This discussion has perhaps gone on too long
when (as now) I get bright ideas, and can't recall
if I used them already, perhaps 200 pages ago.
Do I repeat myself? Well, then, I repeat myself.
We'll call it a leit motif, a variation on a theme,
a test of your alertness, reader -- anything but senility.
Now what was that idea I can't recall if I used before? --
Oh yes! Angels! Have I mentioned they are messengers?
Yes. But have I mentioned that a page is also
a messenger? That's why pagers page you. And "blank"
derives from a word that means white, bright, shining.
So a blank page is a bright angel -- or perhaps,
a pageboy, out-of-breath, embarrassed because he can't
recall the message he rushed to deliver. A child comes to us
with a message, rushes out into the blankness (shining)
of new snow, plops down in it on his back
to waggle arms and legs, printing odd ideograms
on the day. Snow angels, blank pages filling up
the blank page. We fill up the something called nothing
with nothings called something.
If angels are characters on the snowy page,
then the messengers are the message. And if those
who create the message are angelic --
who is left for us to shoot?
Why, then, are we shooting each other? A bullet, too,
is a message, much like my poems, but I'm only shooting
blanks at blanks.
Note: This poem moves fast. It does make sense. I wrote it, but
I had to read it twice just now. In the last two stanzas, the hackneyed
"Don't shoot the messenger" takes on a broader meaning.
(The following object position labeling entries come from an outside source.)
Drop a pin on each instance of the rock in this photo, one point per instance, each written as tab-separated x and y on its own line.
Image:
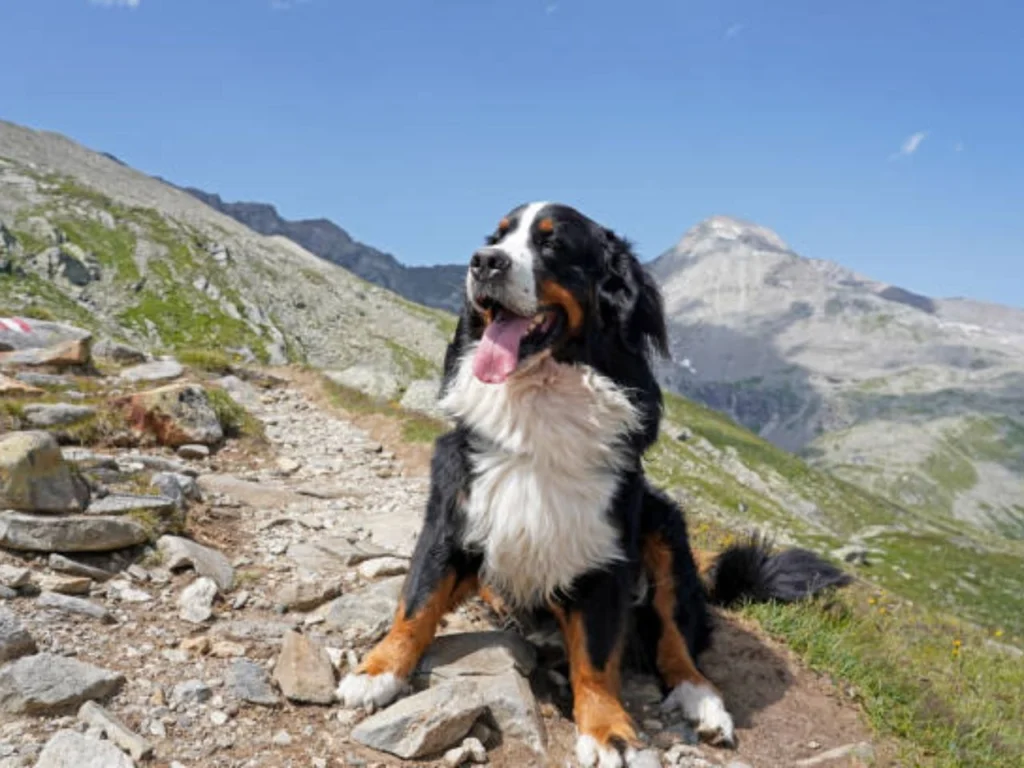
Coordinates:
70	750
332	554
180	488
34	476
74	605
862	751
121	504
255	495
383	566
122	591
47	684
475	654
513	709
303	671
366	613
56	415
288	466
241	391
176	415
249	682
14	578
74	567
70	534
246	630
17	388
196	601
92	714
115	350
68	354
194	452
67	585
37	379
14	639
423	724
181	553
189	692
27	333
371	381
165	370
421	395
852	553
305	595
In stanza 3, the "nothings called something" are angels,
or more broadly, spirits you and I, for example. Or they
are the words and symbols on a page, whose substance we must continually
create. "The messengers are the message" (for example,
if snow angels are the message, and angels are messengers
or children are angelic it fits in several ways) this
echoes McLuhan's The Message is the Massage (or is it vice versa),
but not too much, I hope, since I think he got some things backwards.